Monday, May 02, 2005

Whatever happened to students?

I've been away a good few weeks re-visiting my glory days by going back to my old university. Every day of my five years that I spent there would result in some form of drunken carnage that would live long in the memory. This was, after all, what university was about... For most it is the first time the umbilical cord is truly cut, the first time you can really experiment with whatever you want free from prying eyes and fears of disappointing loving family members.

This was not the case for me but, not wanting to miss out on anything, I pushed it just about as far as I could go, a continuation of the debauchery that blighted my young life. It was a great time - a stand alone point of my life where there were no real responsibilities, no-one to put ahead of my own selfish desire...

It should have been nice to revisit this. Instead what I saw was disgusting... A sea of banality and mediocrity. A university populated by middle class students so desperate to impress with faux home county voices and sensible haircuts. Even those that touched upon being different or individual did so in a way that appeared to me to be some kind of parody, like the characters in the young ones made real. It was awful.

Attempting to make the worst of a bad situation I tried to cajole and coax these greenhorns, to explain stories of a past when students actually did things. when mayhem did not equate to having your first pint at three in the afternoon. Their eyes glazed over, I don't think they understood.

I continued to try through my time there, managing to spark a few incidents but nothing like the days of old. Why such a spectacular fall from grace? Because of student loans. I, like so many others, had to return home from university in thousands of pounds of debt only to walk straight back into the same shitty job I had before I went away, now with the added indiginity of seeing the idiots who stuck around and didn't get an education zooming past me in beemers boasting about their 40k a year incomes. The young people I work with now tell me only a chump would go to university. Despite the good times, on reflection they may be right.

Working class people are taking this advice to heart, staying away from higher education. This in turn is leading to the student bodies of such institutions to become boring, bland and ultimately self-satisfied. My year was the first year that it was a loan. We didn't really look forward. We just took the loan,the overdraft and the credit card and didn't say anything. Since that experimental year people have learnt the hard way not to bother.

Not that you don't get personalities in the upper classes you understand. But put purely middle class people together and there is no reason for them to get up to anything, no-one to lead them down roads they have never previously explored.

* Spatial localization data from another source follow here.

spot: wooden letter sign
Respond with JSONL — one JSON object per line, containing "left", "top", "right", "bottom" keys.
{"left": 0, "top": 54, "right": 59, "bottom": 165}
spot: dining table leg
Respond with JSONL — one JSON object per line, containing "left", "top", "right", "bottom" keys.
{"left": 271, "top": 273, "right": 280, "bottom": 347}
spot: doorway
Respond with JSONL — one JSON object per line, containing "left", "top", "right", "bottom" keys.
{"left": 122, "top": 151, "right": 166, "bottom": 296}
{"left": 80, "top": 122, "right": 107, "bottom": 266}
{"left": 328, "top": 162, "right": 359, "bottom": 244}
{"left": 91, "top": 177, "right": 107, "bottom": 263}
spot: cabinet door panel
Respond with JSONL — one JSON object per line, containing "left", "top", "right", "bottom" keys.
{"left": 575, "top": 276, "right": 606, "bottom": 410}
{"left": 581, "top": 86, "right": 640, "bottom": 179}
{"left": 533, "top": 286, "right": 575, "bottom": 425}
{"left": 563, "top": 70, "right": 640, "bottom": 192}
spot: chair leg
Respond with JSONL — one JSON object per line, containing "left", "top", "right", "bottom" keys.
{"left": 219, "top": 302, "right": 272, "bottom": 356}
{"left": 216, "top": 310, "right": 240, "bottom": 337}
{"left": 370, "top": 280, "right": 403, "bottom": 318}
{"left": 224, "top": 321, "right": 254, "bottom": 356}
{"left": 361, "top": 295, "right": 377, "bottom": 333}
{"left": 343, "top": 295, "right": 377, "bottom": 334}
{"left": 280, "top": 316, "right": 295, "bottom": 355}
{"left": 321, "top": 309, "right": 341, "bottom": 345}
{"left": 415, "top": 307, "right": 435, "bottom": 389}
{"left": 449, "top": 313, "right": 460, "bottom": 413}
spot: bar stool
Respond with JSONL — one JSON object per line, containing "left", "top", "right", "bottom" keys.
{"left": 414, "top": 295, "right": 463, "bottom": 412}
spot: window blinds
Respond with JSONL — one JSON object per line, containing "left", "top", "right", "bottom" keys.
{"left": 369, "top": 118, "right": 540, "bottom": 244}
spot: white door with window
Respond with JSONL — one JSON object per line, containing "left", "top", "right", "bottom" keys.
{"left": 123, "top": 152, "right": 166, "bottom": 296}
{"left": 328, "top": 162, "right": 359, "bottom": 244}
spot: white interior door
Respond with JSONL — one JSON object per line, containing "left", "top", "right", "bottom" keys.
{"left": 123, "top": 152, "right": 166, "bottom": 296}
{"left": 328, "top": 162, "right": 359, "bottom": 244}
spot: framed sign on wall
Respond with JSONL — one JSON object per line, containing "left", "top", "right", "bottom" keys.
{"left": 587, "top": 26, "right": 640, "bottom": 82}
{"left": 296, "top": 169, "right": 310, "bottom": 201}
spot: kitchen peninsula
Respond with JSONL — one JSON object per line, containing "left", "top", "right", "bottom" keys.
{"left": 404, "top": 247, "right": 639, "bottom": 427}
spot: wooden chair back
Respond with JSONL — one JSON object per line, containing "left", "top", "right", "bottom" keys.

The knock-on effect it has had on the student movement as a political force is evident as well. NUS is at an all time low, ridden with petty, self important, bickering imbeciles. It acheives nothing for its members, and dedicates way too much of its time to national issues it can't change because it echoes the debating teams they all used to be on back when they were at their private schools.

1 Comments:

Anonymous Anonymous said...

Ah, the good old days of grants,sit-ins and beer at 13p a pint!